2. What’s more, Nan Collins knitted clothes for them, including some woolly blue trousers which we talked ourselves into using as Arctic wear.
3. Josephine Anne Whitaker became Peter Sutcliffe’s eleventh victim on 4 April 1979 in Halifax. She was a building society clerk, and the switchboards were suddenly jammed with information from the public, ‘as if a giant, slumbering conscience had at last been prodded awake’ (The Yorkshire Ripper by Roger Cross).
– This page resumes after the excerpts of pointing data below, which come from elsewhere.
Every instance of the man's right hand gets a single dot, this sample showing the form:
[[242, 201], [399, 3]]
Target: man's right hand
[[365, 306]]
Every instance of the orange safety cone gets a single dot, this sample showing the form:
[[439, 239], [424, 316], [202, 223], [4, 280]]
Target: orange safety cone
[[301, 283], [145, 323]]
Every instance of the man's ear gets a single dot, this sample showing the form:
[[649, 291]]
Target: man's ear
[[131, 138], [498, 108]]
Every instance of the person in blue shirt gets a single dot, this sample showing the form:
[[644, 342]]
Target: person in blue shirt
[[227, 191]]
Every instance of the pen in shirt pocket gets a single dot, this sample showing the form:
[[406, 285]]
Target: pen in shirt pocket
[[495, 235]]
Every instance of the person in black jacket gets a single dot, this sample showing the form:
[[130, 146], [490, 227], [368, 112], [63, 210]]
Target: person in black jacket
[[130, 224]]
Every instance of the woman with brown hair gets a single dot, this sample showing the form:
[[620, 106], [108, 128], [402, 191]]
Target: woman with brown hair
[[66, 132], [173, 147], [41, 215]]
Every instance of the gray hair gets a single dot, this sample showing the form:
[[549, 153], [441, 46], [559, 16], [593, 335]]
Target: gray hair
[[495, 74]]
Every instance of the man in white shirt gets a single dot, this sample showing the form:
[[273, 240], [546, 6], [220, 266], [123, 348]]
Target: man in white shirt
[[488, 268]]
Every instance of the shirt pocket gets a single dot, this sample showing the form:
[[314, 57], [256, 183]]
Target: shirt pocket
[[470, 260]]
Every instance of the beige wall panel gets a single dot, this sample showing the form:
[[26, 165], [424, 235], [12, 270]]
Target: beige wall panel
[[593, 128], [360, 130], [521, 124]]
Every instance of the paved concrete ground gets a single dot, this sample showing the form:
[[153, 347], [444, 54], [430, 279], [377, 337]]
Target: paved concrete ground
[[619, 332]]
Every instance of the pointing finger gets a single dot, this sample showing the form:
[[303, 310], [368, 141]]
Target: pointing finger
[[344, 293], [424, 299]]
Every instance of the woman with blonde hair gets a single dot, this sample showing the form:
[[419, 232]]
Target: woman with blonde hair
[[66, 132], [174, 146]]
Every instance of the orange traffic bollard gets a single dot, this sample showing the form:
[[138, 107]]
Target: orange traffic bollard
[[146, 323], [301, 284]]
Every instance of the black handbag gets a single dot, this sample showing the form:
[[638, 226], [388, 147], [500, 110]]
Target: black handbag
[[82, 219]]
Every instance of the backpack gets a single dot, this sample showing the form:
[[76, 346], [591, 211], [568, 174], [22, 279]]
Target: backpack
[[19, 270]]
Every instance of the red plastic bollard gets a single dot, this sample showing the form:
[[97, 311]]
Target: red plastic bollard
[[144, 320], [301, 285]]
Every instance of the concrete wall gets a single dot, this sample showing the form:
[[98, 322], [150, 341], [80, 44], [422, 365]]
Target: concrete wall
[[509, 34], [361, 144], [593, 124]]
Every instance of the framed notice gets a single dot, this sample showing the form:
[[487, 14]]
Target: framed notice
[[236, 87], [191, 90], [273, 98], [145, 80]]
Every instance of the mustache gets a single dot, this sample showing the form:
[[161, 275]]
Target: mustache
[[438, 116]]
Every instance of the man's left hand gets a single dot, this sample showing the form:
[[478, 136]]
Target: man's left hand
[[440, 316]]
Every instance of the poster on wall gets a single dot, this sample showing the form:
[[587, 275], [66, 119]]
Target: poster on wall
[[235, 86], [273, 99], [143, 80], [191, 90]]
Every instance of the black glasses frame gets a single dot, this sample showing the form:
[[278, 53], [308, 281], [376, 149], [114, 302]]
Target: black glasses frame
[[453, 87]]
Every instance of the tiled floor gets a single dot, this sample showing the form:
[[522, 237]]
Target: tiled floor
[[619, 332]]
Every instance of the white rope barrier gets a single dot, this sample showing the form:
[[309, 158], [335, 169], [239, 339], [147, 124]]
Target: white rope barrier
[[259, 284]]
4. It will tell you something about my home life that Dad rarely, if ever, drank in the Road to Morocco – a pub at the top of our street. (Who said crap pub names were a new phenomenon? Bafflingly christened after the 1942 Hope and Crosby caper, it had been opened by either a live camel or a live llama, and like so many purpose-built redbrick pubs, was never much of a ‘local’.) I went in there once, when Simon and I had befriended the slightly volatile son of the couple who ran it: Sean Mobley. My first pub, albeit outside of opening hours, and a garish, vinyl-covered place it was too. They had a luminous skeleton at the bottom of the stairs leading down to the cellar, as if to suggest a Moroccan jail perhaps (that was pretty cool). In later years, when I was in my mid-teens, we would go to the ‘off-sales’ door and buy crisps. I’m not saying my dad didn’t drink, just that he didn’t disappear up the pub come Sunday lunchtimes or to draw a line under arguments. Many a Party Seven was cracked open at the famous Winsford Way soirees though, oh yes.